Пёс принялся жадно есть. Уши у него вздрагивали, и по бокам как будто прошла волна. Смотреть было неловко, Макс тоже отвернулся.
– Куда мы его денем?
– Хабаров решит, это его собака. Нет, не так. Это собака дяди Саши, и он поручил её заботам Хабарова.
– А есть возможность поручить её заботам дяди Саши обратно?
– Я не знаю, – призналась Джахан.
Они допили чай и разошлись, уговорившись встретиться у Даши в номере, если до вечера ничего не случится.
Первым делом сразу после завтрака Даша на своём самокате угодила в дорожно-транспортное происшествие.

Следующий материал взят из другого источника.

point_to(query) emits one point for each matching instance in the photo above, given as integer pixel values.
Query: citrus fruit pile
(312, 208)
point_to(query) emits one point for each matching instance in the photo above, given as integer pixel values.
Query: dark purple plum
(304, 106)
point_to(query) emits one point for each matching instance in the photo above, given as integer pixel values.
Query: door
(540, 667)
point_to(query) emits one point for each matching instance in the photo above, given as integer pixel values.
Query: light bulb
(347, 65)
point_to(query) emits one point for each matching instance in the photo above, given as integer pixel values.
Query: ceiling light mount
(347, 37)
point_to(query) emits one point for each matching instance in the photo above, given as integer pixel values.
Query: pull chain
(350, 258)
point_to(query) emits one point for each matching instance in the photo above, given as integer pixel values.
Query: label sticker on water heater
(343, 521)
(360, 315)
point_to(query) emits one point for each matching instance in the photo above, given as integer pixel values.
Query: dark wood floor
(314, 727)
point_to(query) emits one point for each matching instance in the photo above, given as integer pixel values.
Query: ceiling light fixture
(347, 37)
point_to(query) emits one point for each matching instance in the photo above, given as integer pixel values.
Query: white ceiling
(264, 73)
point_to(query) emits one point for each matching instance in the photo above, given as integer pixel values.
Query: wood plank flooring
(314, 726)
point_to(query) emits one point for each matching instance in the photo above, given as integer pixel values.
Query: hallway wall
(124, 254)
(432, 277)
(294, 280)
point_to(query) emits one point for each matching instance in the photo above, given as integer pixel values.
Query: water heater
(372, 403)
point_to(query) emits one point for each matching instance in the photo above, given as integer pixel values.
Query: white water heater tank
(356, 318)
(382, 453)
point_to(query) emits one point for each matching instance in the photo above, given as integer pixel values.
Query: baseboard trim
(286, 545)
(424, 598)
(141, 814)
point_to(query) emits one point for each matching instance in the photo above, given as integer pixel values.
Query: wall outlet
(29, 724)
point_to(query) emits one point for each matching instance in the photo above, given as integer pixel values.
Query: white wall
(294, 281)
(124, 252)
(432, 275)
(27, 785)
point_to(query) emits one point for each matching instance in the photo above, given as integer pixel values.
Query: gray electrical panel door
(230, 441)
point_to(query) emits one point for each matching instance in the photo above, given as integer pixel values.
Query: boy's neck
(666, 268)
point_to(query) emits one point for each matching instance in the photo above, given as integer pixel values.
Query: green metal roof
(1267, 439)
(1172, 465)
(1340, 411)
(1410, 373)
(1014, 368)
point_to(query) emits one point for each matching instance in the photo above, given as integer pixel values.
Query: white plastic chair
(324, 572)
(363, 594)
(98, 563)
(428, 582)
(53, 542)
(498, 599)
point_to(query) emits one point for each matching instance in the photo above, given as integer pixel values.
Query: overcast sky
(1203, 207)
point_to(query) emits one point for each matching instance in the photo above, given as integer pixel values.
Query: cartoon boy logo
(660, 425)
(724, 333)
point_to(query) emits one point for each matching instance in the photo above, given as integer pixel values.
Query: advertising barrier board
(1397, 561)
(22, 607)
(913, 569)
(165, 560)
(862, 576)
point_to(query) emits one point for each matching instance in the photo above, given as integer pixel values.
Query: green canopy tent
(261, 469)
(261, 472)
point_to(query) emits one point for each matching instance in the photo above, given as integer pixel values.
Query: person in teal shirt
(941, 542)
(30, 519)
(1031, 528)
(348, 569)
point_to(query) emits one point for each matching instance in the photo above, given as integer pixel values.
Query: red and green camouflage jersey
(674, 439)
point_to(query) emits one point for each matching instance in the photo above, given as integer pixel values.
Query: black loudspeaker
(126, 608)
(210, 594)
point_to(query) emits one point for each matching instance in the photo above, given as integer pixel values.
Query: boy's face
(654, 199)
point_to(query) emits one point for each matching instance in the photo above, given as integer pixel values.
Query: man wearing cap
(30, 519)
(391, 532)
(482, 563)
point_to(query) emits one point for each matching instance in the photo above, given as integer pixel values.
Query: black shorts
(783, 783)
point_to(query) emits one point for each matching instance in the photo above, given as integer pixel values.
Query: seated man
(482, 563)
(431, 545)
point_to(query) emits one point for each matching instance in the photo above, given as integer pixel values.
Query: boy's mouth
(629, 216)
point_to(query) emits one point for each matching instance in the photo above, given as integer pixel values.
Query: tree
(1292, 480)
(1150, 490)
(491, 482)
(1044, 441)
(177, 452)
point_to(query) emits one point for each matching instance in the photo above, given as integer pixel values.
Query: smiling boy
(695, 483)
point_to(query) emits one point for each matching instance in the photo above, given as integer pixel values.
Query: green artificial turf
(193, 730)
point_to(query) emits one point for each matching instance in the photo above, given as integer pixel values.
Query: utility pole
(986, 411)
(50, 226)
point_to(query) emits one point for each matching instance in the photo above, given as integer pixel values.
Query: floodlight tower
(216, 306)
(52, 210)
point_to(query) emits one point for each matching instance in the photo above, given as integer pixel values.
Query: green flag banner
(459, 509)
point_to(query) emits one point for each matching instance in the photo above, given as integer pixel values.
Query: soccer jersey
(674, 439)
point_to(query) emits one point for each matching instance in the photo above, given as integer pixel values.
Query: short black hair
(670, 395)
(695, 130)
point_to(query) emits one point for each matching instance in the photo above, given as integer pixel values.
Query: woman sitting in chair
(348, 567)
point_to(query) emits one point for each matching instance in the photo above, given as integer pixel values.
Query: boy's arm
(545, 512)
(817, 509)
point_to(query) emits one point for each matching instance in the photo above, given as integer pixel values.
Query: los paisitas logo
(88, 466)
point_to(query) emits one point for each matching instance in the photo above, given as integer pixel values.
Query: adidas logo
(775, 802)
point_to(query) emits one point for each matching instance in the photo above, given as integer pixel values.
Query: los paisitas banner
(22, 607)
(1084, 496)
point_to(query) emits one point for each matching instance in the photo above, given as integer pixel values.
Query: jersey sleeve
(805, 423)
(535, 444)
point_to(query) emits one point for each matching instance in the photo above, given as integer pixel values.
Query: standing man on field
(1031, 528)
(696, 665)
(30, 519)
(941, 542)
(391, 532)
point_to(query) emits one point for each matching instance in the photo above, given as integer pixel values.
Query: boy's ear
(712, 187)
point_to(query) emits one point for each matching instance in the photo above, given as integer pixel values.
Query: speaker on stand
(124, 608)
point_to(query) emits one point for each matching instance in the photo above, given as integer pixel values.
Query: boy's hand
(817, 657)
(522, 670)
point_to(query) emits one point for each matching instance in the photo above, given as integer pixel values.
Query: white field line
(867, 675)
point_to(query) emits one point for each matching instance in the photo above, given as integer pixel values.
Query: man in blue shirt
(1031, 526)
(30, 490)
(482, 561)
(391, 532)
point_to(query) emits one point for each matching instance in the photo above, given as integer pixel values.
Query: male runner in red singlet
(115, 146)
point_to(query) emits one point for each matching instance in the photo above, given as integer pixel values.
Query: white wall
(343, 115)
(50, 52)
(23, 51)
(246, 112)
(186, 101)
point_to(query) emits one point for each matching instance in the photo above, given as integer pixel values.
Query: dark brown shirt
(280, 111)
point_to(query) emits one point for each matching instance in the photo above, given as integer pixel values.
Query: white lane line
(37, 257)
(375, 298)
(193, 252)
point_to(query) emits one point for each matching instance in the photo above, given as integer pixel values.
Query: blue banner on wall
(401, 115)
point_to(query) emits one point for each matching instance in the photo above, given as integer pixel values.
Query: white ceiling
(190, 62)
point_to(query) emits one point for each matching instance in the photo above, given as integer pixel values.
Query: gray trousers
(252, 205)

Усатый мужик на «Газели», сбивший её на пешеходном переходе, махал руками и орал как резаный. Даша рыдала и не могла ступить на ногу. Целёхонький самокат валялся рядом. Толпа, моментально собравшаяся вокруг них, попеременно сочувствовала то шофёру – совсем оборзели эти молодые, сами под колёса бросаются, по сторонам не смотрят, небось в телефон пялилась, вот и допялилась! – то Даше – гоняют, сволочи, как хотят, правил никаких не соблюдают, вон и переход для них не указ, а если б коляску с младенцем сбил?!